I saw "Giselle" at the Hermitage theater the first night, riding the trolley with no one speaking English (I ended up walking the last 1/2 mile as it was the wrong trolley- who knew?). The next night I talked the group into joining me and we had a wonderful evening of "Swan Lake" at the Conservatory. Dear Vladimer picked us up afterward so I avoided another trolley adventure.
Peterhof Palace was just as glorious as when it was built beginning in 1714 by Peter the Great. It was badly damaged in the war and has been completely restored, so the fabrics and parquet floors with their beautiful mosaics ,and the gilded domes are pristine. For more information on the bomb damage to St.
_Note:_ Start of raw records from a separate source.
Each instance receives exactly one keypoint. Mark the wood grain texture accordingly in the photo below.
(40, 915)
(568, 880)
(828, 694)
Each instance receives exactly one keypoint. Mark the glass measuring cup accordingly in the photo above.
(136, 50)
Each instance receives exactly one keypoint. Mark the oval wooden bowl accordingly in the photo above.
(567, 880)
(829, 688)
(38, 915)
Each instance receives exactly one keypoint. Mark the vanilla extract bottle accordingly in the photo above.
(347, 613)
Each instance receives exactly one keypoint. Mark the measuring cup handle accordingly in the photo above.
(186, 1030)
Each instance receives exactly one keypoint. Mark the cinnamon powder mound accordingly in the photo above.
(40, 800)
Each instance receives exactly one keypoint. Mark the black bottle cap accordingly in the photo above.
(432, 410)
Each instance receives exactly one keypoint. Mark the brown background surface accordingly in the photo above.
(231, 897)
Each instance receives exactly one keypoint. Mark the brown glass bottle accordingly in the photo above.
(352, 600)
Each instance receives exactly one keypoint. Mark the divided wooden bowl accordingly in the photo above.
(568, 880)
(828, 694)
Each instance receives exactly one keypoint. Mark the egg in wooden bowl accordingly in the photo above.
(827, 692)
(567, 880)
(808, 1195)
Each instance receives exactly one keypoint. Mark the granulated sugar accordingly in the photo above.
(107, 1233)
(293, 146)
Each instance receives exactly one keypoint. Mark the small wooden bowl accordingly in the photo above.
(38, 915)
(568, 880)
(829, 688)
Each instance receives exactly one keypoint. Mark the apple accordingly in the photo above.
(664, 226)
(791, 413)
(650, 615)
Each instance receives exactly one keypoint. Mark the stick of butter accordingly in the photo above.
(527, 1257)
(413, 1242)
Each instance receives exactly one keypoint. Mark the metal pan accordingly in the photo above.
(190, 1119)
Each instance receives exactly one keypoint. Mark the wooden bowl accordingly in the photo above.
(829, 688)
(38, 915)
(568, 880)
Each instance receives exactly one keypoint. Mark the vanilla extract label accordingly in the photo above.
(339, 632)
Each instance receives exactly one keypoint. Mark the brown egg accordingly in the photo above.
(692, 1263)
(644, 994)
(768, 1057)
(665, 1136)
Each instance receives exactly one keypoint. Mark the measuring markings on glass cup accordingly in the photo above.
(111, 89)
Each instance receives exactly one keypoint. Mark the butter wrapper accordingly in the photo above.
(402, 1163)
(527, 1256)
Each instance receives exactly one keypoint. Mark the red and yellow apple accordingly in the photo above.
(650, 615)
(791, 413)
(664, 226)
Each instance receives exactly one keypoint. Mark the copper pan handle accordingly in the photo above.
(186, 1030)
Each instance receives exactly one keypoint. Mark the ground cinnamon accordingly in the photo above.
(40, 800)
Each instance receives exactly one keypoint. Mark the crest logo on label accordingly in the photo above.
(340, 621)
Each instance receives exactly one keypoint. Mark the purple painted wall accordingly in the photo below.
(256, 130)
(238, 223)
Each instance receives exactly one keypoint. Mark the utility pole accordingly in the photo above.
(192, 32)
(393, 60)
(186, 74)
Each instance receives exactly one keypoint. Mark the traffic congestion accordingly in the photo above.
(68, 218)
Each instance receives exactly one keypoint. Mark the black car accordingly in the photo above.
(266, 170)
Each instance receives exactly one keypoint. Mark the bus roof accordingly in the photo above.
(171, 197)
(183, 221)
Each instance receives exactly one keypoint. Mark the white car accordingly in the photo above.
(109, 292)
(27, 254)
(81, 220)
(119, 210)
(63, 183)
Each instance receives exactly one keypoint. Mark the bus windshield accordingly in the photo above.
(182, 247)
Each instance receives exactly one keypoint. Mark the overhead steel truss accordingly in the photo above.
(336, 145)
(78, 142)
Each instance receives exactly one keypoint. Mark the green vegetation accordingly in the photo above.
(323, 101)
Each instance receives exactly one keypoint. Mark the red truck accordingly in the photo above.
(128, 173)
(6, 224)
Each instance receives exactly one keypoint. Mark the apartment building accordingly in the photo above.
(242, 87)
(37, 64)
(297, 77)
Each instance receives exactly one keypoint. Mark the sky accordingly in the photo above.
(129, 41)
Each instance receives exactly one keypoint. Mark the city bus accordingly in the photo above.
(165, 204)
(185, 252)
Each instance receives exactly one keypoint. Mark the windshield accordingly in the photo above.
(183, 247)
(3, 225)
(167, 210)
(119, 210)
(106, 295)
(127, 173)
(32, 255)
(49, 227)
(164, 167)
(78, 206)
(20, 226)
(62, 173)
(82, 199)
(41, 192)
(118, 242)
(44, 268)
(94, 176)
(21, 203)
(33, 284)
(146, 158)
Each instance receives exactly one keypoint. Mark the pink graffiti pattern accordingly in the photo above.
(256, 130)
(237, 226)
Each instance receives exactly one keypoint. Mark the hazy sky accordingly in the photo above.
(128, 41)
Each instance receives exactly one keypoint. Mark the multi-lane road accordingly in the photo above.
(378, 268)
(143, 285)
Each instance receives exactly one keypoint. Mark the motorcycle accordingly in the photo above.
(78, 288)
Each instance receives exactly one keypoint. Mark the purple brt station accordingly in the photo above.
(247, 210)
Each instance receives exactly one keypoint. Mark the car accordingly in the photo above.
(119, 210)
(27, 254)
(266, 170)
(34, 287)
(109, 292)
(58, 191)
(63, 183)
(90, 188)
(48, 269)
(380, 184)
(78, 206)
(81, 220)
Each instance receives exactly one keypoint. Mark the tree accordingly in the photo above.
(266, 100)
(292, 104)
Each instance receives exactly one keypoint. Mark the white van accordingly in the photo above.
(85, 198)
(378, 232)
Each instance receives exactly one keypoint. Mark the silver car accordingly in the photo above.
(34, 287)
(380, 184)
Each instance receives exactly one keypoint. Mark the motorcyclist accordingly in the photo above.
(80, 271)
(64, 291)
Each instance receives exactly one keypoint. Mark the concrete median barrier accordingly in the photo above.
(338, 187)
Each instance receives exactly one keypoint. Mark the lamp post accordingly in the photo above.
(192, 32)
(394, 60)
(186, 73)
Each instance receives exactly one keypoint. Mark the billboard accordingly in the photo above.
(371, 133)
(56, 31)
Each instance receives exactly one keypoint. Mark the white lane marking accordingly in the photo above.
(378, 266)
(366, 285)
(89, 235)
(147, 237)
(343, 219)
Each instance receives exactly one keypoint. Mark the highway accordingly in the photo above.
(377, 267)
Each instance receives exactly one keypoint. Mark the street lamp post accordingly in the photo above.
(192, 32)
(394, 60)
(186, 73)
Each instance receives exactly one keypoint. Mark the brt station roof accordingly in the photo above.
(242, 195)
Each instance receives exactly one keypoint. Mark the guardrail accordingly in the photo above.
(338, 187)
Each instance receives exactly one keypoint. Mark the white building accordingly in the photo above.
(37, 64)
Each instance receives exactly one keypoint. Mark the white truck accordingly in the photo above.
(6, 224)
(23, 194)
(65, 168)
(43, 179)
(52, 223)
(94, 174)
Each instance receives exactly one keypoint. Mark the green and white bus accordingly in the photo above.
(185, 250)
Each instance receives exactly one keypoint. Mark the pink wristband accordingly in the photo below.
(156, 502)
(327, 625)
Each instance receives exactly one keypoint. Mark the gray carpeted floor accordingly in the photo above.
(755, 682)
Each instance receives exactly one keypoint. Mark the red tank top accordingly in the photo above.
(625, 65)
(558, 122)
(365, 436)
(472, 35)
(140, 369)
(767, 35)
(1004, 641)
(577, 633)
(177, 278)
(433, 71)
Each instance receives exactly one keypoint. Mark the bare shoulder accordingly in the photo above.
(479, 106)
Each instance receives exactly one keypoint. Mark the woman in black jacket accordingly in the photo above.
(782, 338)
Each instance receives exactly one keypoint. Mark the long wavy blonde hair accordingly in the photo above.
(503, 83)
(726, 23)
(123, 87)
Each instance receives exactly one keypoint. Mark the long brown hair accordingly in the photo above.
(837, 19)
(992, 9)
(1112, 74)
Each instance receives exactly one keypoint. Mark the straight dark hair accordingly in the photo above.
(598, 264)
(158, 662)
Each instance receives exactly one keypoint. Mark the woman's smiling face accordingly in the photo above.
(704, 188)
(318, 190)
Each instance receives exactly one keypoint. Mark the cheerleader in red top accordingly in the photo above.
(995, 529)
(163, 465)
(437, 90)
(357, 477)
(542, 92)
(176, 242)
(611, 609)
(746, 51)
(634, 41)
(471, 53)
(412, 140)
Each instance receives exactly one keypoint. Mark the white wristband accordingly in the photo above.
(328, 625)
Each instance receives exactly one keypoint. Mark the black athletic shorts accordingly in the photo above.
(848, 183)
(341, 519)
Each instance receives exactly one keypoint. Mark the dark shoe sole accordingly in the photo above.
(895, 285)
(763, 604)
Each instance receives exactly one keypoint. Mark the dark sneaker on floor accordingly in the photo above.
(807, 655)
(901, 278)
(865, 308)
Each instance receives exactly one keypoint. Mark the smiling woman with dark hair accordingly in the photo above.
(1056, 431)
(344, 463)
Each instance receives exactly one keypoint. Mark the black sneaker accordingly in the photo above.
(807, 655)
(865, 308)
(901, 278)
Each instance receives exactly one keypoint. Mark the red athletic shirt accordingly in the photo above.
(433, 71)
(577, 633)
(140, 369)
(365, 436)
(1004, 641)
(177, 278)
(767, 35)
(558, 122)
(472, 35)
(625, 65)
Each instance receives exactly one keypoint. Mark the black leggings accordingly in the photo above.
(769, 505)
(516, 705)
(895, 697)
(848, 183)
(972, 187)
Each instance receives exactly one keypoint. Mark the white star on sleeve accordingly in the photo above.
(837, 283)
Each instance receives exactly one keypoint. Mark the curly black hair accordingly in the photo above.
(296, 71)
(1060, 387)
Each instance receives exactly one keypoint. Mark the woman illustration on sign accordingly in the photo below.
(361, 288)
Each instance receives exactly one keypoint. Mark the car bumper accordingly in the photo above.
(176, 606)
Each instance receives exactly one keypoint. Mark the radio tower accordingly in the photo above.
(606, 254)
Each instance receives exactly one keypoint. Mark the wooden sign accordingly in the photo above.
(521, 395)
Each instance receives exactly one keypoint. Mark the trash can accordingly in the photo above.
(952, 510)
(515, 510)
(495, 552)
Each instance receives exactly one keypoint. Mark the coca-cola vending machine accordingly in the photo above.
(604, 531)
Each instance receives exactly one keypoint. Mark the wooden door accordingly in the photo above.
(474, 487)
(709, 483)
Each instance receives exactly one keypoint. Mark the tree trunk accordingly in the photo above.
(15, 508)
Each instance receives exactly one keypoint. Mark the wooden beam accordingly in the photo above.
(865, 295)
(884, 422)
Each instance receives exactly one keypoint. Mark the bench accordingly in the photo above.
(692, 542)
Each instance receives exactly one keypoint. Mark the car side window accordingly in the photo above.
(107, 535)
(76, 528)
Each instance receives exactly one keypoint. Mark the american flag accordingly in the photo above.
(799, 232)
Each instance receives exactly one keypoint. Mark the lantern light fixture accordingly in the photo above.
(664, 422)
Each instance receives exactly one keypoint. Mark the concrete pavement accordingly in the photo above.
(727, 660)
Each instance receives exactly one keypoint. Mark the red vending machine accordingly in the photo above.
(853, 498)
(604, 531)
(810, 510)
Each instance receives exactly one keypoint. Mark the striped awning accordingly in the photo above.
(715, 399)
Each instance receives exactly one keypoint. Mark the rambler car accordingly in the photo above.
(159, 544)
Petersburg (Leningrad) you might wish to look at some of the Nuremberg trial testimony at http://www.nizkor.org/hweb/imt/tgmwc/tgmwc-07/tgmwc-07-65-04.shtml
The siege of Leningrad lasted 900 days from September 1941 to 1944. By the end of the siege, some 632,000 people are thought to have died with nearly 4,000 people from Leningrad starving to death on Christmas Day, 1941. The first German artillery shell fell on Leningrad on September 1st, 1941. Our guide's Mother was taken by HER mother across the frozen Baltic to Siberia. Many froze to death on that route of escape.
The Church of the Spilt Blood (dedicated to Resurrection) was built in 1883-1907, near the Griboïedov canal, at the place even where on March 1, 1881, the emperor Alexander II was mortally wounded by a terrorist
Small market near Peterhof

Peterhof Palace 

On July 17, 1998 the last Russian Emperor Nicholas II and his family were buried in St. Catherine Chapel (Ekaterininsky Predel) of Peter and Paul Cathedral in St. Petersburg. This was 80 years after Nicholas II, his wife Alexandra, their children and several close servants were murdered by local Bolsheviks in the town of Yekaterinburg, on July 17, 1918.